Pakistan’s founder Mohammad Ali Jinnah seems to have emerged as the flavor of the season in South Asia by the release of a book on him by BJP’s now expelled senior leader Jaswant Singh. Consequent to the release of this book politicians, academics and historians in India and Pakistan are avidly trying to belatedly and in revisionist terms trying to paint and whitewash Jinnah as having been a great secularist who was pushed to demand a separate Muslim State of Pakistan. Jinnah was no secularist by any objective analysis of the turbulent Indian political scene from 1916 to 1947. Jinnah’s last speech in Pakistan’s Constituent Assembly on August 11, 1947 where he alluded to secularism was a belated and much belated attempt to reclaim for himself in history that he was not a rank “communalist”. Jinnah’s very demand for a separate homeland for Indian Muslims was in essence and intentions not “secularist” by any stretch of history and imagination.. Jinnah’s demand for Pakistan was outright “communal” laced with intense religious Muslim fanaticism and violence that he unleashed on the Hindu majority to achieve his demand for Pakistan.

Pakistan today would not be in the state that it is today in had a “secularist” Jinnah bequeathed “secularism” as a political legacy to the nation of which he was the founder. Further, Jinnah’s pernicious “Two Nation Theory’ which formed the basis for his demand for Pakistan, was repudiated by Indian Muslims at the time of Partition itself when over thirty million Indian Muslims opted to stay back in the Indian Republic in comparison to about eight million who moved to Pakistan in search of Jinnah’s elusive dream and still termed as Mohajjirs.

In a strange coincidence of historical irony, Pakistan’s political turbulence is today dominated by the same phenomena that were used as political tools by Jinnah to secure Pakistan from an unwilling Indian political leadership reluctant to concede Partition, namely intolerance and political violence in the name of Islam.

In India it should not be anyone’s case that had India’s political leaders not pushed Jinnah and accommodated his demands for political parity with the Hindu majority community India would have remained united or in some form of confederacy, a reality check would indicate otherwise.

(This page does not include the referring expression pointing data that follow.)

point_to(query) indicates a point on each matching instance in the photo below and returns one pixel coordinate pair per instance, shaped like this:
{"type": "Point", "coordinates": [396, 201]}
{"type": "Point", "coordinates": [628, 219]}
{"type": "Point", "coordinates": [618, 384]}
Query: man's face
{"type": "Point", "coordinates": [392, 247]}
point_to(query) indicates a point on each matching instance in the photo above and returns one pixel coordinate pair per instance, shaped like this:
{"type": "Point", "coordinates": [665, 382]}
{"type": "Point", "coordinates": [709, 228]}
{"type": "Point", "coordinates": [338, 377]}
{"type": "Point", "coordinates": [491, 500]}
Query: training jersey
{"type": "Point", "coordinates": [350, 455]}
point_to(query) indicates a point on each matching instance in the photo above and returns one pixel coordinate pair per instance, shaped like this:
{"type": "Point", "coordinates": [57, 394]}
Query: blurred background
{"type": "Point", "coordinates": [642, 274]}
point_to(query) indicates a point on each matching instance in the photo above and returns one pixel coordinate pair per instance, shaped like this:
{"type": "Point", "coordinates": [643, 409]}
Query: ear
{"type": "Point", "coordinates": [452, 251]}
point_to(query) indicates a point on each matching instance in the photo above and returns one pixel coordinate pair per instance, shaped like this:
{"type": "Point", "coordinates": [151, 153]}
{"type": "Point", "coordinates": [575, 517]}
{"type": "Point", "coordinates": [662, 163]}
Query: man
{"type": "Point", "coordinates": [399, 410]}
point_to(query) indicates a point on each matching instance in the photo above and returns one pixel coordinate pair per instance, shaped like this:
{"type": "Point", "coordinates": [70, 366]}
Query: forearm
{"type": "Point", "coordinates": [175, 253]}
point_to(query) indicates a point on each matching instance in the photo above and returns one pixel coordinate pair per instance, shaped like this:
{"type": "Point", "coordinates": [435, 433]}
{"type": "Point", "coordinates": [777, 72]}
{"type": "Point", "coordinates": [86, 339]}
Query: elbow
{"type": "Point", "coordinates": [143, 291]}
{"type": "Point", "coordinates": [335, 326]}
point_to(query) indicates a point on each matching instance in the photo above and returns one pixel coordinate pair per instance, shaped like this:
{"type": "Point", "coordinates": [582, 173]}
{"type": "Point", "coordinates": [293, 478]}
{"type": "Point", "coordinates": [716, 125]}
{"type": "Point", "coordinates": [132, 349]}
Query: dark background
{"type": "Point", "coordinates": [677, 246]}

One does not know what reasons impelled Jaswant Singh to carry out a revisionist appraisal of Pakistan’s founder Jinnah. Why was Jaswant Singh quiet on the subject for more than three decades of his political life with the BJP? Was it to reinforce the RSS’s dreams of ‘Akhand Bharat?

Or was it to position himself advantageously with the Indian Muslim electorate in relation to the next elections and project his secular image and as a moderate Hindu despite being in the BJP?

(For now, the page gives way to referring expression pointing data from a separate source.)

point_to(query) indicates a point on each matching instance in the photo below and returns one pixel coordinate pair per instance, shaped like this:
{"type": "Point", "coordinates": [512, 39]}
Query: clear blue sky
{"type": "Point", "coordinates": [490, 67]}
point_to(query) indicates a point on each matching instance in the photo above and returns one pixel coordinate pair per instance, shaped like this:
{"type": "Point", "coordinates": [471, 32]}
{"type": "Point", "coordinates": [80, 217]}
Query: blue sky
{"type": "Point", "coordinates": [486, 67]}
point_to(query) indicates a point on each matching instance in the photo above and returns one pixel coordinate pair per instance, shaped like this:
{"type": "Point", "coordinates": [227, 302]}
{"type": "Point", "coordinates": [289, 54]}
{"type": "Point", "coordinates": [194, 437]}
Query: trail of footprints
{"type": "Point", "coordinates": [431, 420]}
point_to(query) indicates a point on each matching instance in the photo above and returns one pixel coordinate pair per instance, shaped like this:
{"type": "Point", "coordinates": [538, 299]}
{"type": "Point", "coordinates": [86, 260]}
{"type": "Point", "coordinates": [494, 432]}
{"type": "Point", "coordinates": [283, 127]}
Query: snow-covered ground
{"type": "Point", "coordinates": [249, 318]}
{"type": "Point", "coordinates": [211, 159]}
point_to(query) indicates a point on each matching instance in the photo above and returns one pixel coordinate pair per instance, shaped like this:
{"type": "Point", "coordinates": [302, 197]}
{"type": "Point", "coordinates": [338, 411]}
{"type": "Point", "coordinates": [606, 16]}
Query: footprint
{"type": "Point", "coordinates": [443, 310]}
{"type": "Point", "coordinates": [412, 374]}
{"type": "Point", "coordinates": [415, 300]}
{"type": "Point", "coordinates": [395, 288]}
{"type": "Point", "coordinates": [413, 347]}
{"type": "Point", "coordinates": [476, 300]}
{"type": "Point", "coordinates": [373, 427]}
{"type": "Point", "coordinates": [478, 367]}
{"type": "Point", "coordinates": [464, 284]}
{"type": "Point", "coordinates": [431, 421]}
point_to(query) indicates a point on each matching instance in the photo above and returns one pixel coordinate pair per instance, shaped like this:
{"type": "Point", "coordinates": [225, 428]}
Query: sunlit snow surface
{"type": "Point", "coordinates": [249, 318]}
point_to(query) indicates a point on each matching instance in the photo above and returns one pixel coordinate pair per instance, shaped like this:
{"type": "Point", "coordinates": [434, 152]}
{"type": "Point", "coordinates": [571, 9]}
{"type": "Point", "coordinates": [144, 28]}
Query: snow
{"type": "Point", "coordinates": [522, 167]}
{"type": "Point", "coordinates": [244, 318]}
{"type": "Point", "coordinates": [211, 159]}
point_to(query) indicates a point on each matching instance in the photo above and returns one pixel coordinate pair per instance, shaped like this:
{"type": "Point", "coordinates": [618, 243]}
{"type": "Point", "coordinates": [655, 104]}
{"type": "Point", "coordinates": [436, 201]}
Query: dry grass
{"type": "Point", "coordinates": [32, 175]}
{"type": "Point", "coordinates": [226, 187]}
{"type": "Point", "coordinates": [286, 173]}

It is not for this Columnist to be judgmental on Jaswant Singh’s motives but then he is not in a position either to stop those who want to speculate on those lines. Possibly his revisionist views on Jinnah would not have drawn much attention in India but for the controversy he has generated through this book of holding Nehru and Sardar Patel as equally guilty as Jinnah for bringing about the Partition of India.

This Columnist has serious doubts whether all the accommodative stances of Nehru and Sardar Patel in accommodating Jinnah’s unreasonable demands would have in any way persuaded Jinnah from his obsessive and consuming passion of securing Pakistan at any cost. Jinnah’s directions to unleash unparalleled violence and arson by ‘Direct Action’ on the Hindu majority in Calcutta in 1946 was the true indicator as to what violent lengths Jinnah was ready to go to fulfill his obsession, and further that he was no “secularist” willing to co-exist in a secular India.

Nehru and Sardar Patel were right in their judgment that the appeasement of Jinnah could go no further and that a parting of the ways was the only viable option then left.